Using SQL, one of the ways Filly can help you do this is looking for correlations. For example: "Does spending more on Facebook ads result in more recurring donors?” (Or are we just lighting money on fire by sending it to the billionaires who should be promoting causes like ours for free).

One of the main ways we handle this in SQL is through linear regression. Don't let the name scare you, it’s just a way of drawing a straight line through a bunch of messy data points to see which way it’s trending. While simplistic, linear regression is an easy, effective way to identify what direction things are going in: are donations increasing? Is churn decreasing? More complex regression analysis is realistically beyond the norm for SQL, but we’re looking at how we can tackle this by bringing in a Python connection (soon, hopefully!).

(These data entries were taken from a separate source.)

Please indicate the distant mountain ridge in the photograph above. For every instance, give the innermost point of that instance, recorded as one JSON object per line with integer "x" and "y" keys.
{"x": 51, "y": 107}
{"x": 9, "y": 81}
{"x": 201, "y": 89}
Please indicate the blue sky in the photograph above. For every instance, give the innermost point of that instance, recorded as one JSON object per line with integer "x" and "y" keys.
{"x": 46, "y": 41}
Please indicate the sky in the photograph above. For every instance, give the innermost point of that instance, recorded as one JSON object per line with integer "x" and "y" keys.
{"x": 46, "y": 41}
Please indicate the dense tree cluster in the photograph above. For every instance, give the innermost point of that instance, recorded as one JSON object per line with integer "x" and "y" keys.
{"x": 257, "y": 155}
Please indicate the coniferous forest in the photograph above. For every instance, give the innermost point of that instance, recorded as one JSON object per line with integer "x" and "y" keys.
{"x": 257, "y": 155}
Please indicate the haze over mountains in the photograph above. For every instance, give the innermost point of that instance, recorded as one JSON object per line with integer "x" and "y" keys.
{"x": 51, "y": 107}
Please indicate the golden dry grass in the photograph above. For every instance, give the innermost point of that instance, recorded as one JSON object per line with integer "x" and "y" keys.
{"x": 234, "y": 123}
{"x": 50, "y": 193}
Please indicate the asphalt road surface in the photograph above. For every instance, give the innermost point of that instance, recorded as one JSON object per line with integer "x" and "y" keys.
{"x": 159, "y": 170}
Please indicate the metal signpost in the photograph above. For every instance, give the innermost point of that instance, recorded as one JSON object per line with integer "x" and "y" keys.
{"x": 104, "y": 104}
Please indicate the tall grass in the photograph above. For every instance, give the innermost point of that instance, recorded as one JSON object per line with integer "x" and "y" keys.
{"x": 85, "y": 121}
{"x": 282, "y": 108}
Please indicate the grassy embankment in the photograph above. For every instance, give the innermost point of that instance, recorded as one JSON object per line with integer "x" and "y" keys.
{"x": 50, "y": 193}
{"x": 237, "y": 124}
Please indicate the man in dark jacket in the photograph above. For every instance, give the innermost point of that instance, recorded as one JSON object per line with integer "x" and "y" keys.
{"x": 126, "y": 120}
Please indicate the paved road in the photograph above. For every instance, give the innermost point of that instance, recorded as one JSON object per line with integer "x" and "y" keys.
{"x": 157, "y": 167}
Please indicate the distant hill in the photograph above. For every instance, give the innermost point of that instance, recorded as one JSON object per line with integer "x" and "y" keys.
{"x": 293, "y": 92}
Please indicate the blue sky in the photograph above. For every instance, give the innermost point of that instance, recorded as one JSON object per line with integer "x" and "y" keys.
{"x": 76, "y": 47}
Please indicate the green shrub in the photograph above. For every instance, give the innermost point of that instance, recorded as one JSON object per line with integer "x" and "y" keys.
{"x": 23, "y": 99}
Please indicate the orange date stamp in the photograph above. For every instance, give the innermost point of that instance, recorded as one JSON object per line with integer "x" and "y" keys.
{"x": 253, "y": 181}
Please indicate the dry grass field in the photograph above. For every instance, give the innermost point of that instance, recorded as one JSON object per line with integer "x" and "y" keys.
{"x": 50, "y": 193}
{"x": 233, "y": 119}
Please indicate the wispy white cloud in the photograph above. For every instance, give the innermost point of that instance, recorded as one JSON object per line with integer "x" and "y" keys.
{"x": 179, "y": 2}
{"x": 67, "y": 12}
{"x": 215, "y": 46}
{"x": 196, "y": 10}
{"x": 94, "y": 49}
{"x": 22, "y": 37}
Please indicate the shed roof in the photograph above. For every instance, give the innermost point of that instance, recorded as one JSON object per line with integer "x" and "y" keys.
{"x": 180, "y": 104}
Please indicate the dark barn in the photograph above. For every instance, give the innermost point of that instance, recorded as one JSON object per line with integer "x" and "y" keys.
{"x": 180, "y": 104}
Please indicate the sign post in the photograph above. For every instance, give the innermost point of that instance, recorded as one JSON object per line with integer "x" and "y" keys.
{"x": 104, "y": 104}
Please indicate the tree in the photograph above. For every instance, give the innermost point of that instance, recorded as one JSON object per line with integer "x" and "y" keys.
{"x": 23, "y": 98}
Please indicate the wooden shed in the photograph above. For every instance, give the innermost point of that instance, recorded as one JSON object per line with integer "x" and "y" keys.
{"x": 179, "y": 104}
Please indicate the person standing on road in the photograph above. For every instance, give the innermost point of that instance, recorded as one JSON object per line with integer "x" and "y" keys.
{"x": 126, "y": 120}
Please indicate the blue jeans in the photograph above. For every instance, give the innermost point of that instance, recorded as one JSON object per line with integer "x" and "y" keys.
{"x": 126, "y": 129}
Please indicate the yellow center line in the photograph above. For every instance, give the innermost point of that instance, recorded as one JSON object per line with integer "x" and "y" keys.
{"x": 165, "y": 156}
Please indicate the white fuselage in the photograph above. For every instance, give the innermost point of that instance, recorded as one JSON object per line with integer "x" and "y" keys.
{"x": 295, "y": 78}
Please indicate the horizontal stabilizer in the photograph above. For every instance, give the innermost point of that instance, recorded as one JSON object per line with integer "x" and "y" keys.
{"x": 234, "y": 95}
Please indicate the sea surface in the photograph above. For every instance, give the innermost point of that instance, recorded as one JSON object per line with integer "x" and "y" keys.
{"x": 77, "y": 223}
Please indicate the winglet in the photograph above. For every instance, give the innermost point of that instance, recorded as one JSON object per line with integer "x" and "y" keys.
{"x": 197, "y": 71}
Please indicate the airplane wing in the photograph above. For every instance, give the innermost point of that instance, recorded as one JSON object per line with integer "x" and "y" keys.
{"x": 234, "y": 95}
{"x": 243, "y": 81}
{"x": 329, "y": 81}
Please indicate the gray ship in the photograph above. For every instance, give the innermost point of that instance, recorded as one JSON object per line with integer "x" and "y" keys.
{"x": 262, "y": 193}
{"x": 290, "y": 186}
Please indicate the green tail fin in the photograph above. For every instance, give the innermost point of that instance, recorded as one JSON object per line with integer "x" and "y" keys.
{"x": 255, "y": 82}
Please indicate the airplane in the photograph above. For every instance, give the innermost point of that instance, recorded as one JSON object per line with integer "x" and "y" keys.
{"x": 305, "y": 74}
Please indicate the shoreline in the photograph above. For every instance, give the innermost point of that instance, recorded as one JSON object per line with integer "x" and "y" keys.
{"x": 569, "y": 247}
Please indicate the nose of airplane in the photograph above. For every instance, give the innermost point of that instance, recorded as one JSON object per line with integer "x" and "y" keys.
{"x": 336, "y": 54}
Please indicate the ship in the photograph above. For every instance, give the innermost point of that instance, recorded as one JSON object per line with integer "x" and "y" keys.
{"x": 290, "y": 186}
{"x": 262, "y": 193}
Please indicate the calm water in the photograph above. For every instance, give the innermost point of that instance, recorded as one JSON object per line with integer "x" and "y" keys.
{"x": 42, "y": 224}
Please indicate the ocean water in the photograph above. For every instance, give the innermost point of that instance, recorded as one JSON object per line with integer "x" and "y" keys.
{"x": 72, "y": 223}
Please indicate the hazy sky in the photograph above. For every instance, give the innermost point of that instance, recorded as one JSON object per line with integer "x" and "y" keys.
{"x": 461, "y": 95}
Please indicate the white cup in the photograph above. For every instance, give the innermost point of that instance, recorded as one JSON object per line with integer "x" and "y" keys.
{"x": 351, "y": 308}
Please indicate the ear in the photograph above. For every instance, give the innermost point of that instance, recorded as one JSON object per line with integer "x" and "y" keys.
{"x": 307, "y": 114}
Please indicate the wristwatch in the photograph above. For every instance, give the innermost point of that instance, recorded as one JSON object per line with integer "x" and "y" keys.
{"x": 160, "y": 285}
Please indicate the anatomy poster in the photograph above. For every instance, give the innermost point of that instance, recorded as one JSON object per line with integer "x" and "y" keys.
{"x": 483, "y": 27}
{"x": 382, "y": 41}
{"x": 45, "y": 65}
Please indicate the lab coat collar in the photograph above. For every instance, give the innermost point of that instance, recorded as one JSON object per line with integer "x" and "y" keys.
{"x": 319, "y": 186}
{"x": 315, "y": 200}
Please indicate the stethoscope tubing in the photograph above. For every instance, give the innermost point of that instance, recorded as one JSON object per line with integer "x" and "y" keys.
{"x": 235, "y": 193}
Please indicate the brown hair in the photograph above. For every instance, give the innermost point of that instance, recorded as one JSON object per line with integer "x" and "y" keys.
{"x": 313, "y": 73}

If Filly shows you a trend line, it’s making an inference. It’s saying, "Based on the last six months of data (facts), we can infer that next month will look like X." It’s not a 100% guarantee (because, again, the world is chaotic), but it’s better than just vibing your way through a budget meeting.

Why does this matter?

When you’re using Filament, understanding the broad capabilities of SQL will help you know what to ask, and how to make the most out of the tool. The biggest hurdle (especially in a sector that’s often run on passion alone) is to break away from impact metrics that you’ve sort of made up, towards documented methodology so Filly can take over that work for you.